Explaining the mechanics of Ranked Choice Voting (RCV) is reminiscent of Lilliputian government in “Gulliver’s Travels” by Jonathan Swift. Gulliver observes that the process of selecting ministers consists of “five or six of those candidates petition[ing] the emperor to entertain his majesty and the court with a dance on the rope; and whoever jumps the highest, without falling, succeeds.” While Swift imagined this fictitious practice as a means to satirize British politics of his time, RCV is a real threat to the democratic value of one person, one vote.
RCV is an unnecessarily complicated system compared to what we have now. It has gained traction in American cities to ease our “election woes.” The scheme, also known as instant runoff voting, is where a voter ranks the candidates running for a particular seat as their first choice, second choice, third choice, etc. After voters commit to the ranking of any number of candidates, the count begins. Once the count is concluded, the candidate who has received a majority of the first-preference vote wins. If no candidate wins a majority, then the candidate with the least number of first-preference votes is eliminated from the race and the affected ballots have their second-preference votes elevated to first-preference. The votes are counted again, and if necessary, the process is repeated until a candidate does receive a majority of first preference votes.
Ranked choice voting has the potential to create confusion, and will result in more disenfranchisement than our current system. Having ballots that do not include two ultimate finalists can lead to a candidate who would not have otherwise won a majority of overall votes to win because the results of several rounds of calculating ranks led them to win in the final round. Contributing to the confusion is that most Texans do not have the time or the inclination to follow politics closely enough to have a potential ranking of candidates. Could you imagine asking the average Texan to rank their preferential order of candidates for Railroad Commissioner? A study done in 2015 that reviewed 600,000 votes cast using ranked choice voting in four local elections in Washington State and California found that the winner of all four elections received less than a majority of the votes
Due to the number of candidates on the ballots that utilize the RCV system, voters could easily suffer from ballot exhaustion. This can happen because the voter does not know enough about the candidates to fill out the ballot completely or they are simply tired of having to rank three to five choices for every seat.

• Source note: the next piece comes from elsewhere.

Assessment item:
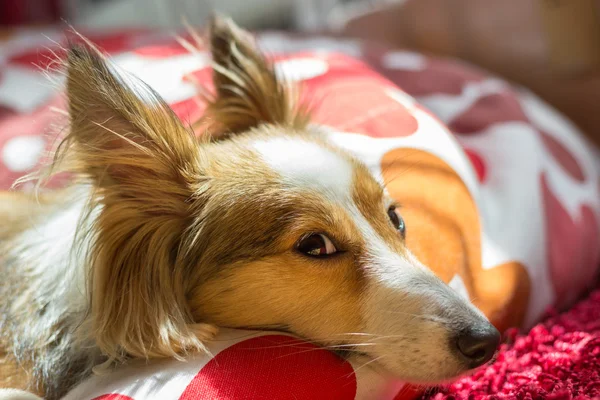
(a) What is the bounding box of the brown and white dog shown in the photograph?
[0,19,544,400]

Proponents of RCV often say that it is more efficient than the traditional method of voting. The argument is based on the claim that if there is a run-off, then voters will have to come back to their polling places to cast their ballots again. However, in New York, key primary elections have suffered delays since 2021. In one of these elections, which used RCV, none of the primary candidates in the race for city council are even close to having a majority of votes, with the lead candidate receiving only 39% of votes.
In an unsettling development, cities in Texas have begun to flirt with this idea. In 2021, Austin voters considered Proposition E, which would have instituted an RCV-like system. The Texas Secretary of State rightly informed the city of Austin that the practice was banned based on the rationale of a 2001 opinion made by Henry Cuellar when he was Secretary of State and a 2003 legal opinion made by Greg Abbott when he served as Attorney General. However, because it was only an opinion and there is no statute prohibiting a political subdivision from implementing RCV, the ban relies solely on commonsense and voluntary compliance with the Attorney General’s ruling.
Ranked Choice Voting allows for manipulation instead of creating a space for every ballot to matter. This method of election could create circumstances where the candidates who received fewer votes on the initial ballot than other candidates win in subsequent rounds.
Progressives are so tired of losing that they are willing to change the rules to disenfranchise their opposition. In Texas, we need to continue to respect the one person, one vote rule that has served as the basis of our democratic society for generations.